I want to merge 2 pandas data frames. I am working on the Airbnb dataset with listings and reviews data frame for a city.
listings_df = {'id':[1,2,3,4],
'host_name':['adasd','dasda', 'asdasd']}
reviews_df = {'listing_id':[1,1,2,2,3],
'reviews':['review_1', 'review_1', 'review_1', 'review_2', 'review_2','review_3']}
I am using a nested for-loop to append reviews in listings_df
.
for i, l_row in listings_df.iterrows():
review_list = []
for j, r_row in reviews_df.iterrows():
if r_row['listing_id'] == l_row['id']:
review_list.append(r_row['comments'])
listings_df.at[i, 'reviews'] = review_list
This becomes very time-consuming as both datasets have 100K rows in them. Is there a smarter way to do it?

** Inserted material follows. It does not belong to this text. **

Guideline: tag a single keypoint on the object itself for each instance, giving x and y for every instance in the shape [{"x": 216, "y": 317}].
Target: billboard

CodePudding user response:
It looks like you want first to groupby.agg
, then perform a left merge:
out = listing_df.merge(reviews_df.groupby('listing_id').agg(list),
left_on='id', right_index=True, how='left')
Output:
id host_name reviews
0 1 adasd [review_1, review_1]
1 2 dasda [review_2, review_2]
2 3 asdasd [review_3]
3 4 xyz NaN